Thursday, May 21, 2009

Buick North: The Last Holdouts

One of the many memorable vehicles produced at Buick City. (Photo courtesy of papajim).

Last month, readers reviewed what's left of Flint's auto factories. Today's New York Times has a portrait of the "Last Holdouts" at Buick North.

Bill Vlasic and Nick Bunkley report:

All that is left is Flint North, which built more than 20 million of G.M.’s 3800-model V-6 engines until production ceased last August. Some workers are removing equipment and preparing to start building four-cylinder engines for the Chevrolet Volt and Cruze at a newer plant across town next year, while others still build torque converters, gears, pistons, shafts and other powertrain components.

The plant is surrounded by crumbling and empty buildings, and dead-end streets that once led into Buick City. It is a neighborhood of boarded-up stores and near-desolate streets, with the exception of the overflowing parking lots on Sundays at the Baptist churches along Industrial Avenue across from the plant.

The last 450 workers feel fortunate to have another factory to go to, having seen too many friends and relatives laid off over the years.

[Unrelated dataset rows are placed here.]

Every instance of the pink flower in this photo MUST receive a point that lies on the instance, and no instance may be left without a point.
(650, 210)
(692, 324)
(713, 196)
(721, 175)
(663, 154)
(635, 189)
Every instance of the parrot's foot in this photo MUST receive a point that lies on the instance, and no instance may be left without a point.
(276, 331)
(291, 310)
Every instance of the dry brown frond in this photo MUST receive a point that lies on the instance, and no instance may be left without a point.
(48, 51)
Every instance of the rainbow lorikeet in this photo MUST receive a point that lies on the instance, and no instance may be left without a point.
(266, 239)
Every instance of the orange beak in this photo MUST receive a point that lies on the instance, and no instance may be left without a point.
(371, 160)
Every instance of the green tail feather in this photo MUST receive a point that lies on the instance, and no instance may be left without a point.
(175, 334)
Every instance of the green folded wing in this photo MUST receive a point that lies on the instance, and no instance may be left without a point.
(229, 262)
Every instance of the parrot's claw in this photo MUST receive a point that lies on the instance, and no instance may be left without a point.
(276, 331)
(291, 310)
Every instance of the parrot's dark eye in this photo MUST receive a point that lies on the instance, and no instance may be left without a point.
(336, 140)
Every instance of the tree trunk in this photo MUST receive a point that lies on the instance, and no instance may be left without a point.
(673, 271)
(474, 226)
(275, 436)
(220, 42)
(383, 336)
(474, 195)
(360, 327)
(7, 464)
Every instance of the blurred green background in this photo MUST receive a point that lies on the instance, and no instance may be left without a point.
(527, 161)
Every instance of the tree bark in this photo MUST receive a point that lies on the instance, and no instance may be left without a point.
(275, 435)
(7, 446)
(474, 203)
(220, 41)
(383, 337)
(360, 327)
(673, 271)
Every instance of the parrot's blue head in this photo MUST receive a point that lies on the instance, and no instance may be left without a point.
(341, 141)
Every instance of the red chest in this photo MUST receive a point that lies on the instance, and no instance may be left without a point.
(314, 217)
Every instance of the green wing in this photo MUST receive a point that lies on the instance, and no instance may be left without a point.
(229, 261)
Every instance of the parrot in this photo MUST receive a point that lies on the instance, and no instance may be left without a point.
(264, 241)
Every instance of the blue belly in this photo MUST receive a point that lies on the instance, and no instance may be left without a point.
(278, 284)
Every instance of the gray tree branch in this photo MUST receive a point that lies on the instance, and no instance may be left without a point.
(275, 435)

“General Motors has taken good care of me,” said Mike Stoica, 60, who started at G.M. fresh out of high school in 1967. “I’ve had a good life for not having a college education and doing something I love to do.”

That way of life is vanishing at G.M. plants across the United States, but no city has been affected like Flint. When Buick City was at its peak production in the mid-1980s, G.M. had 80,000 workers spread across the city. Now it is down to about 5,000, a number that could fall more in a bankruptcy.

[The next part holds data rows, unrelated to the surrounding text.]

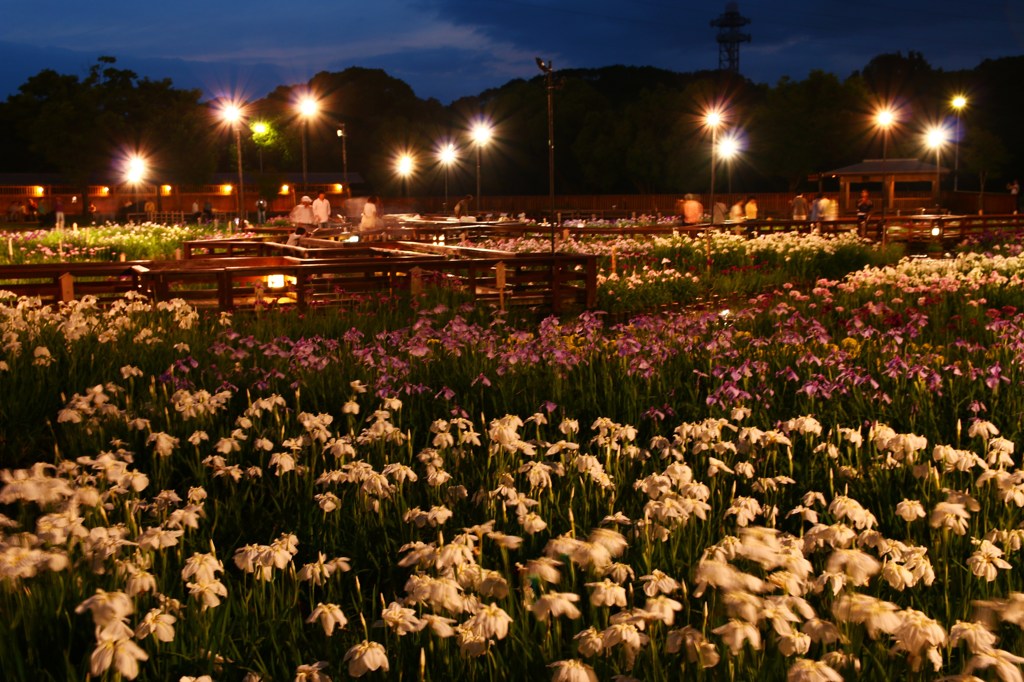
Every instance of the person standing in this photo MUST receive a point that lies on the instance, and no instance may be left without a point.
(864, 208)
(369, 220)
(296, 237)
(322, 210)
(799, 207)
(736, 212)
(462, 207)
(302, 214)
(692, 210)
(751, 208)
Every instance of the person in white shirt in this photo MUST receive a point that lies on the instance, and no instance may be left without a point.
(736, 211)
(302, 214)
(369, 220)
(322, 210)
(296, 237)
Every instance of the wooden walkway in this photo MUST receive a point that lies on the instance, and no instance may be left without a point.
(252, 274)
(243, 273)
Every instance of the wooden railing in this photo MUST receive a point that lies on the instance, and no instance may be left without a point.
(66, 282)
(553, 282)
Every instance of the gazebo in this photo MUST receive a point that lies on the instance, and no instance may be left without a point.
(912, 174)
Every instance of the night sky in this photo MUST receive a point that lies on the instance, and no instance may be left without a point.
(454, 48)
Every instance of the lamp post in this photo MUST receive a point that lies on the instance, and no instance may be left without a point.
(232, 115)
(404, 165)
(446, 157)
(260, 129)
(884, 119)
(713, 120)
(481, 135)
(135, 174)
(342, 133)
(727, 150)
(958, 102)
(936, 137)
(307, 109)
(549, 79)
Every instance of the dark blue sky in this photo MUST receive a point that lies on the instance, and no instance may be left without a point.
(451, 48)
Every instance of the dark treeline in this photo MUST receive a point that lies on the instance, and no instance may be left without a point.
(617, 129)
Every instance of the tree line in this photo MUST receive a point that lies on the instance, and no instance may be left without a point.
(616, 129)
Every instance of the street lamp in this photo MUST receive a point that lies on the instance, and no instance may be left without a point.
(936, 137)
(260, 130)
(481, 134)
(403, 166)
(713, 119)
(307, 110)
(342, 133)
(727, 150)
(958, 102)
(446, 156)
(232, 115)
(884, 119)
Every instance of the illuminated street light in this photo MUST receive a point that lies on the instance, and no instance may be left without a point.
(885, 118)
(232, 115)
(481, 133)
(712, 120)
(308, 109)
(958, 102)
(260, 130)
(135, 173)
(936, 138)
(403, 166)
(446, 157)
(343, 134)
(727, 151)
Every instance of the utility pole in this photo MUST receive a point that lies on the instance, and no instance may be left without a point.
(549, 76)
(729, 37)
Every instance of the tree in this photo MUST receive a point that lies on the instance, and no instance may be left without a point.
(82, 127)
(984, 155)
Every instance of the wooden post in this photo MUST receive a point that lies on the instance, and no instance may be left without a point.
(67, 286)
(416, 281)
(500, 283)
(591, 282)
(224, 294)
(300, 288)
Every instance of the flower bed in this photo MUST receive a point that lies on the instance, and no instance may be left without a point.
(823, 482)
(110, 242)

“People talk about closing a plant,” said Bill Jordan, president of U.A.W. Local 599 and a 32-year G.M employee. “We closed a city here. Everything that any city had, we had here.”


  1. The "tank" is an M18 tank destroyer from near the end of WWII.

    M18s were light and thinly armored, designed to be the fastest tank destroyers of WWII. They weren't intended to "duke it out" with enemy tanks; instead they fired from ambush, at the thinner side armor of enemy tanks whenever possible, then used their speed and agility to get away before other enemy units could return fire.

    They weren't a perfect design, but their crews liked them.

  2. I've been in El Salvador for a couple of months for work. The only news paper available (in paper form), is the N.Y. Times.

    You can still get teased for being from Flint in Central America!